企業や組織の中で「アライシップ」を育むとさまざまな好影響があります。最も分かりやすいのは『マネジメント力の向上』です。一般的に権力を持っているマネジメント層の多くはマジョリティ側であることが多いもの。そんなマネジメント層が部下を平等に評価しているつもりでも、性別・国籍・年齢(社歴)・プロパーか否か、などのマジョリティ・マイノリティ対比の中で部下が公平な機会を得られていなければ、そもそも成果の前提が崩れてしまうためです。
そうしたことを防ぐためには、以下のような形でマネジメント層自身が「アライシップ」を育むことが必要です。
・マジョリティな部下がマイノリティな部下に対して『無自覚に職場で与えられている特権』について理解する(マジョリティ側であるマネジメント層自身が『無自覚に得ている特権』についても同様)
例としては、『ハードワークなので女性には任せない』『外国語が得意ではないので任せない』『会社に慣れていないのでキャリア入社者には任せない』といったような判断をしてしまうことなどが挙げられます。
・上記のような特権を前提として、マイノリティな部下が職場でどのような経験をしているかを理解しようと努め、傾聴する(無自覚に機会を奪っていることも多々あり得るため)。

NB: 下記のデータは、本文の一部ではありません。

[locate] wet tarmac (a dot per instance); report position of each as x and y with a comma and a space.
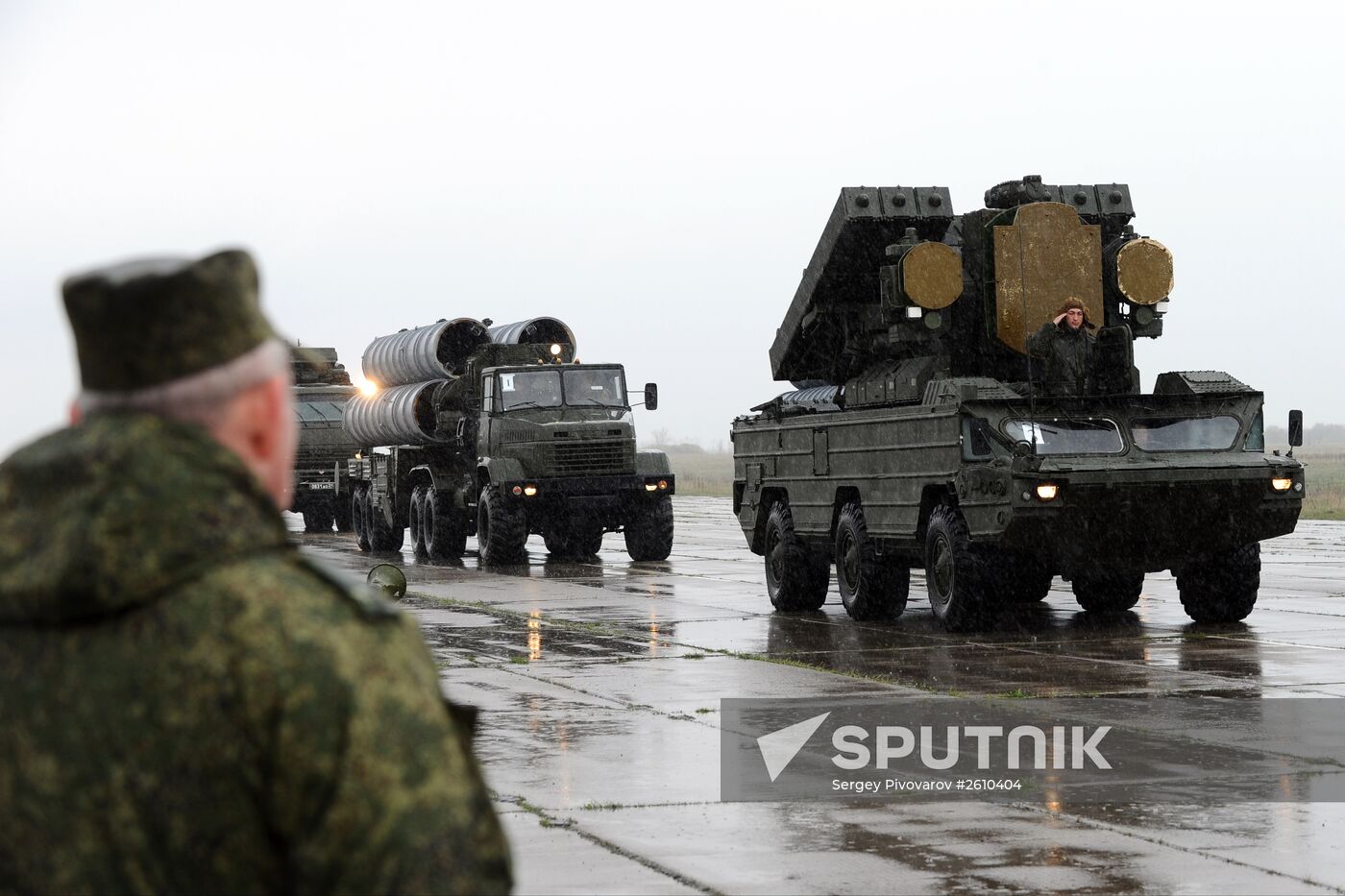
599, 687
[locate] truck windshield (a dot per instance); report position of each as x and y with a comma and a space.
1184, 433
588, 386
528, 389
1060, 436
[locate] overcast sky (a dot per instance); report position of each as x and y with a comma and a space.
655, 175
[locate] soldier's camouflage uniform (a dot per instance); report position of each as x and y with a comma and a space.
187, 705
1068, 355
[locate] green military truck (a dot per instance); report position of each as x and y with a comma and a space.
501, 433
322, 486
924, 433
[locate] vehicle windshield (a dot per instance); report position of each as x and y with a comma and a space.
1062, 436
528, 389
589, 386
1184, 433
550, 388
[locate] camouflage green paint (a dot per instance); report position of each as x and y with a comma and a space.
190, 705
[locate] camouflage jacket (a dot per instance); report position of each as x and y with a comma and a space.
187, 705
1068, 355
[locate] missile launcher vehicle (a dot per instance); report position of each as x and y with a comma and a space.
501, 432
925, 429
322, 489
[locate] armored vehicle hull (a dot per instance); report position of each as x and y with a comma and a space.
934, 436
322, 487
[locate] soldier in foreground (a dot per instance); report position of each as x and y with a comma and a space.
188, 704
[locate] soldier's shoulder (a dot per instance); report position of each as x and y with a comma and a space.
295, 583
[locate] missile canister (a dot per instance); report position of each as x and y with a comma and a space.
436, 351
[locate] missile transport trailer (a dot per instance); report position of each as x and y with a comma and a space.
322, 486
925, 433
501, 432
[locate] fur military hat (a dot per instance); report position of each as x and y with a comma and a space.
151, 321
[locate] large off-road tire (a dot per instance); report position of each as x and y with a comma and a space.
648, 532
1107, 591
501, 529
318, 519
1018, 580
869, 588
1221, 588
795, 577
443, 526
359, 516
574, 539
954, 572
342, 512
416, 520
380, 536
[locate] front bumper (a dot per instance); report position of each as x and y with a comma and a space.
1152, 521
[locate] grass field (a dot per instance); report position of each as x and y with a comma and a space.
1325, 482
712, 475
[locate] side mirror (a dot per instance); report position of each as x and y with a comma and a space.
389, 579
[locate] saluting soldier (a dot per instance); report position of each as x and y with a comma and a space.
187, 704
1066, 346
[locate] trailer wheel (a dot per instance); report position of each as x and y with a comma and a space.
358, 516
954, 572
443, 525
416, 517
1221, 588
501, 529
1107, 591
342, 512
648, 532
793, 577
380, 536
870, 590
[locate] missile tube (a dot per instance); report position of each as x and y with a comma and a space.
397, 416
533, 331
426, 352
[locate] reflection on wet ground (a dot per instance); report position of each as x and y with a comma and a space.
599, 682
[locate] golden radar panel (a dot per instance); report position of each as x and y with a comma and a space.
1145, 271
931, 275
1045, 257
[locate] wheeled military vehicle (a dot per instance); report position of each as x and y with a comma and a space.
322, 486
501, 432
920, 436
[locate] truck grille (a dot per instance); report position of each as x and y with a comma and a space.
595, 456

・組織内で空いているポジションや業務がある際には、自身のアンコンシャスバイアスを取り除いた多様な機会提供を行う。具体的には部下との定期的な1on1ミーティングなどの中で、上司と部下双方が『したいこと・できること・しなくてはならないことの』について定期的に確認や更新をすることなどが重要です
こうしたマネジメント側の行動が組織のエンゲージメント向上・人材育成・離職率低下などの結果を生み出します。
ただ、「アライシップ」は進め方を誤ると組織に悪影響を与えることもあります。そのパターンは主に以下2つです。

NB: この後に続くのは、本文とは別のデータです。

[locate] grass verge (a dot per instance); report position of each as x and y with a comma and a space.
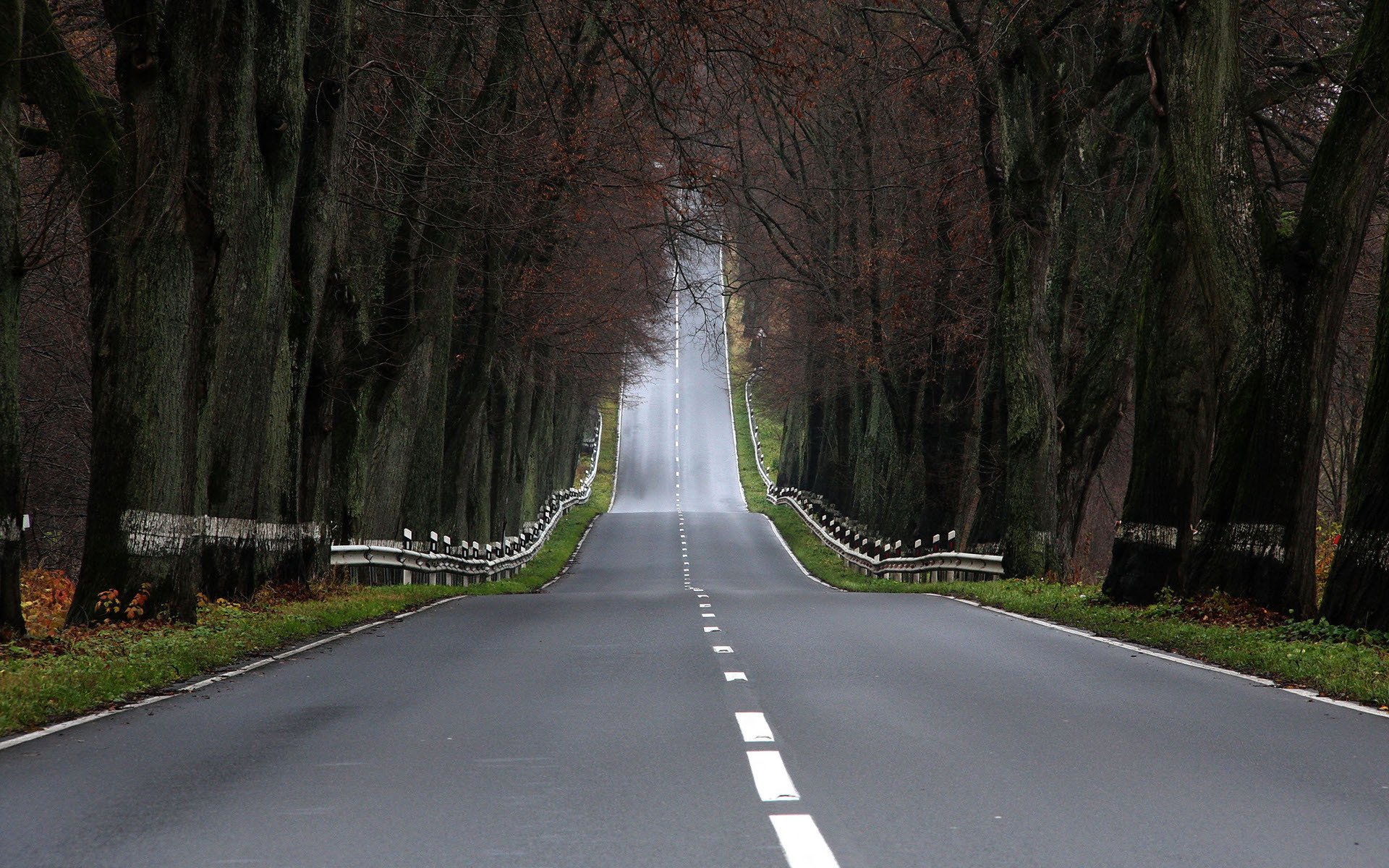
81, 670
1345, 664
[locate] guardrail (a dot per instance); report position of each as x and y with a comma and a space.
854, 545
398, 561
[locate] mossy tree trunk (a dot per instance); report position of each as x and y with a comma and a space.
1357, 590
1259, 517
1178, 360
188, 205
12, 271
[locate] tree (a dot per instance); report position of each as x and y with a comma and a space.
12, 271
1274, 289
1357, 590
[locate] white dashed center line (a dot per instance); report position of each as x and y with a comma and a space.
770, 777
755, 727
802, 842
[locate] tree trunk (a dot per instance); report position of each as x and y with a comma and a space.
12, 273
1260, 514
1357, 590
1176, 383
1031, 155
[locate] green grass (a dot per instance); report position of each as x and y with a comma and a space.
1342, 664
84, 670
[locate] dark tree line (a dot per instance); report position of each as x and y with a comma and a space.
1001, 250
352, 267
365, 264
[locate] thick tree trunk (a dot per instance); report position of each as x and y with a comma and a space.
315, 228
12, 273
192, 377
1176, 385
1260, 514
1357, 590
1031, 152
1205, 229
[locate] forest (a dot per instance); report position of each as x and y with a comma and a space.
1097, 284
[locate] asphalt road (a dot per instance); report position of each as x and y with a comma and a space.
599, 726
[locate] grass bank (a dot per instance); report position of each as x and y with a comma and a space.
63, 674
1335, 661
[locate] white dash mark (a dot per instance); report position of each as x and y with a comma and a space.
802, 842
770, 777
755, 727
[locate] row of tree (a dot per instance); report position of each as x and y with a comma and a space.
998, 247
352, 267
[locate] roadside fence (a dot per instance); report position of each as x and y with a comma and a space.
853, 542
436, 560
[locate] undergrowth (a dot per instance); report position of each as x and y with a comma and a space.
1337, 661
57, 673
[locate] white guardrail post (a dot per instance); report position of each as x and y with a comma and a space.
921, 569
469, 563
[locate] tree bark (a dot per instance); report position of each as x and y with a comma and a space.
1260, 514
1357, 590
12, 273
188, 208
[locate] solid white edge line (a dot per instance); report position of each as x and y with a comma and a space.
617, 451
1177, 659
797, 560
770, 777
802, 842
729, 375
206, 682
753, 726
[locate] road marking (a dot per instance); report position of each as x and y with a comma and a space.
770, 777
802, 842
755, 727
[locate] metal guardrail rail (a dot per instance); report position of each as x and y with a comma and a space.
467, 563
853, 545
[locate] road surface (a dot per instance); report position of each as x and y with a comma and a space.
603, 724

(1)アライ側のアンコンシャスバイアス理解が不足しているケース
『自分にはアンコンシャスバイアスなどなく、常に平等だ』と言い切るタイプの方は特に注意が必要です。自身はアライシップを発揮しているつもりでも、悪意なくアンコンシャスバイスに囚われた言動を行ってしまいがちだからです。
(2)組織で一時的な生産性低下を受容できないケース(コミュニケーションコストの増加)

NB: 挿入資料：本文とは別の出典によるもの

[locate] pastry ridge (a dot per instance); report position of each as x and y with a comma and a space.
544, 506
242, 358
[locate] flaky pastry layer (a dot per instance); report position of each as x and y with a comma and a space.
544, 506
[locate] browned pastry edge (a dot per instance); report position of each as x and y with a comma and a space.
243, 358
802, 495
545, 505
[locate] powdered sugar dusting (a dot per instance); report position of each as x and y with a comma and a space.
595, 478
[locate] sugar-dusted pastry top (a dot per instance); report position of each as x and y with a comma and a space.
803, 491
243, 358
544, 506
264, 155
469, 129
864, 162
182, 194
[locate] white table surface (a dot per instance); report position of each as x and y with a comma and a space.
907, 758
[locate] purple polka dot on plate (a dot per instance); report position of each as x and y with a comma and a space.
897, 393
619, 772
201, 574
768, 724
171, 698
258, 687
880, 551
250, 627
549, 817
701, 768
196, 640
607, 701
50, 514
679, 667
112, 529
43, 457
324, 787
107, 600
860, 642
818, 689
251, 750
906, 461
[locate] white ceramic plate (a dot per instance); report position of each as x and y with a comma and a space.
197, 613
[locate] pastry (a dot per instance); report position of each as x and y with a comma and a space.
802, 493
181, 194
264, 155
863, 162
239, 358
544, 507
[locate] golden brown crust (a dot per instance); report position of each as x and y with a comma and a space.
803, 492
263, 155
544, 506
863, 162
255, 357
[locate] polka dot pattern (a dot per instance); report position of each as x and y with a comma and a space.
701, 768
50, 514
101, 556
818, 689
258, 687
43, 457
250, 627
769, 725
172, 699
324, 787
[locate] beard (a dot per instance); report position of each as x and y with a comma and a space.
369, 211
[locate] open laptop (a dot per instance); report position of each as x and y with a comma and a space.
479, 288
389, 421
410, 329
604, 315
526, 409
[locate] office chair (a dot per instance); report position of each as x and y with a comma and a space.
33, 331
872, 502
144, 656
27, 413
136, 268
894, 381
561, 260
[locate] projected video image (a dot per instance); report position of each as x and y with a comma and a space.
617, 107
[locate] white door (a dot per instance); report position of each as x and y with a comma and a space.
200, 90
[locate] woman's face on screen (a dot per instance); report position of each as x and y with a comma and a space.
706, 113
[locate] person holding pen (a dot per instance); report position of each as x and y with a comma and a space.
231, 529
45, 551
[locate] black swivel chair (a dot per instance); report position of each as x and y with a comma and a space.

DE&Iは中長期的にイノベーション促進などのメリットがありますが、短期的には生産性が下がるなどのデメリットがあります。なぜなら、マジョリティが旧来のやり方で業務を行う方が明らかにコミュニケーションコストを低くできるためです。俗に言う『阿吽の呼吸』で仕事を行えている状態がそれに該当します。『短期の生産性』と『中長期のイノベーション』を意識しつつ、コミュニケーションコストが増えてでも自分自身と部下に向かい合うことを腹落ちさせるには、粘り強い継続的な取り組みが必要です。
組織の「アライシップ」を育むために人事ができること
──「アライシップ」を自社や自組織内で育んでいきたいと考えた時に、人事ができる施策にはどのようなものがあるでしょうか?
「アライシップ」の推進方法は、基本的にはDE&I推進と同じです。具体的には以下のようなアクションがあります。
・経営層のDE&I推進に関する深い理解と腹落ち
・企業理念、MVVなどと一貫した経営層からの継続的なメッセージ
・測定可能な数値目標の設定とモニタリング(マイノリティ社員比率・マイノリティ管理職比率・エンゲージメントスコア・離職率・空席ポスト充足率など)
・人事制度やファシリティの整備
・DE&I推進専任組織の設置(マイノリティからの通報体制の整備含む)
・DE&I推進研修やワークショップ(マネジメント層向け・全社員向け)
・タウンホールミーティング(経営陣と従業員との対話の場)の実施
・外部のDE&I推進有識者によるセミナー開催
など
前述した通り、マネジメント層へのアンコンシャスバイアス研修やアセスメントは特に重要です。他己理解の前提は自己理解との対比であり、自分自身にもアンコンシャスバイアスが必ずあると自己理解した上で他者と向かい合わなければ公平な機会提供や傾聴はできないためです。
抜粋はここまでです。